Si la enfermedad, su causa y su cura eran desconocidas, si las personas contagiadas morían dolorosamente en tres o cuatro días y el contagio no excluía a nadie, hay que imaginar el terror universalmente sufrido.

La primera reacción contra tal calamidad fue huir de las ciudades al campo o aislarse en casa. Se pusieron cadenas por las calles con amenaza de la horca a quienes violaran las restricciones de traspaso. Nada fue suficiente. Las familias se desmembraron dejando a su suerte a sus más queridos y cercanos miembros. Autoridades civiles y religiosas huyeron también.

El sentimiento de culpa achacó el fenómeno a los pecados humanos. Era castigo de Dios. Autoflagelantes desfilaban por las calles conminando a la gente al arrepentimiento. Tampoco faltó culpar a los judíos y a las brujas ? mujeres que se ayuntaban con el demonio.

Dios fue demeritado por muchos. Paralelamente hubo despliegues de conductas obscenas y lujuriosas en todas las clases sociales. Los saqueos, robos y asesinatos se multiplicaron entre los escasos enterradores y luego entre la población. La pintura y la literatura mostraron largamente el horror presenciado. Las personas más aterrorizadas se suicidaron.

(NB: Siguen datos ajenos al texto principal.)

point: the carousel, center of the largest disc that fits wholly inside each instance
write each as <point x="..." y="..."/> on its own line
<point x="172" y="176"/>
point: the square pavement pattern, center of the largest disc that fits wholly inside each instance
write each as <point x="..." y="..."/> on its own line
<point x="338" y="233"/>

Europa, después de la pandemia, padeció una gran depresión económica y psicológica. Aunque algunos se beneficiaron con los bienes dejados por los muertos, el regreso de la gente aislada en los campos a las ciudades, colapsó la agricultura. Con menos personas que alimentar la demanda de productos declinó, abaratando los precios. La población rural llegó en masa a las ciudades, dejando los campos desiertos. (Langer W.L. extracto).

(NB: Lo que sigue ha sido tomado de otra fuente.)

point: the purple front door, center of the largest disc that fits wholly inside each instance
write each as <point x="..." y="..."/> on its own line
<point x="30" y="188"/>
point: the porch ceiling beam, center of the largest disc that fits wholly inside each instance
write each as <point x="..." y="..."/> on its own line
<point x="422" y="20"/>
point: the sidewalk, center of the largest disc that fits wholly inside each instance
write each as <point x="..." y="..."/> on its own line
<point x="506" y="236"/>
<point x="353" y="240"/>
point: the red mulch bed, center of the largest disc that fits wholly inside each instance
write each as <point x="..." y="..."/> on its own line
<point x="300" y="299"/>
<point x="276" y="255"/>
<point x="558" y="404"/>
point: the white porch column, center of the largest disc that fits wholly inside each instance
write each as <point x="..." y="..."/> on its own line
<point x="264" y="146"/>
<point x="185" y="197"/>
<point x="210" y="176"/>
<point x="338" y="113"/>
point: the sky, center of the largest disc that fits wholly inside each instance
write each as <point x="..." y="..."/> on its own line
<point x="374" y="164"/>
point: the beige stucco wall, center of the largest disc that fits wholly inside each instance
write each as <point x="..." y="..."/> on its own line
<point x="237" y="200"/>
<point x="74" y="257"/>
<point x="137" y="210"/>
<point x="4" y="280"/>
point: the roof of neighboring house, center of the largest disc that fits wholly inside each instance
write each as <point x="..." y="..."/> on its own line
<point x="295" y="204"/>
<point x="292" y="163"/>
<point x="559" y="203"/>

Hoy las pandemias, al parecer, pueden ser reguladas. Sin embargo, hay una presente y está creciendo con devastadores efectos. El virus es el hombre. Los hechos nos lo muestran rompiendo el equilibrio del sistema terráqueo; sólo que ahora es imposible alejarse de ella. ¿Adónde se puede ir? ¿Cómo evitar las hambrunas, las enfermedades, la pobreza, la ignorancia, la subsumisión, el desencanto, la frustración? Existen guerras y amenazan otras nucleares, químicas, bacteriológicas, por los bienes naturales ¡por el agua!.

Espionaje aéreo, terrestre y submarino, agujeros de ozono, aire vaciado, desaparición de especies, arrasamiento ecológico, mercados, economías y trabajo inciertos. Avidez generalizada de poder.

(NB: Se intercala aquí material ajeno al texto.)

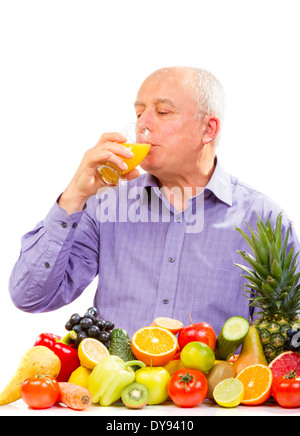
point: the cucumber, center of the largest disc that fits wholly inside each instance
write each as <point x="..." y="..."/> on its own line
<point x="231" y="337"/>
<point x="120" y="345"/>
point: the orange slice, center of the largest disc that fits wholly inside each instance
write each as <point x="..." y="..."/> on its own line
<point x="168" y="323"/>
<point x="257" y="380"/>
<point x="154" y="346"/>
<point x="91" y="352"/>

Indefensos ante tal panorama, surge en las comunidades la agresión, el rencor. Vivimos una degradación globalizada. La agresividad contra y entre todos. Estamos tan atrapados que la libertad nos es ajena; tan correspondientes con lo inmediato que ya no importa profundizar en las causas, las falseamos o no interesan. La violencia y su propagación se aceptan como cosa natural, estimulante.

Ahora nos fugamos en supercherías, drogas, vicios. Sobresalir significa superar a los peores, a los más violentos. ¡Estamos perdidos!

Quisiera revalorar la existencia de personas selectas, capaces de amarlo todo y a todos. Si se hiciera el esfuerzo de seguir su ejemplo, veríamos otro mundo, mejores y más justas interrelaciones. La posibilidad está ahí, pero exige diferente lectura existencial y poner en juego otros valores.

Estoy segura que en el fondo de cada ser humano hay un pozo de miel, sólo falta dejarlo emerger.

Si la organización humana lo impide y daña tanto, hagamos lo necesario para cambiarla.

Hacer proselitismo exige ejemplaridad; no aquella que invita a la desintegración, sino a la excelencia comunitaria; recordando solamente que el buen juez por su casa empieza.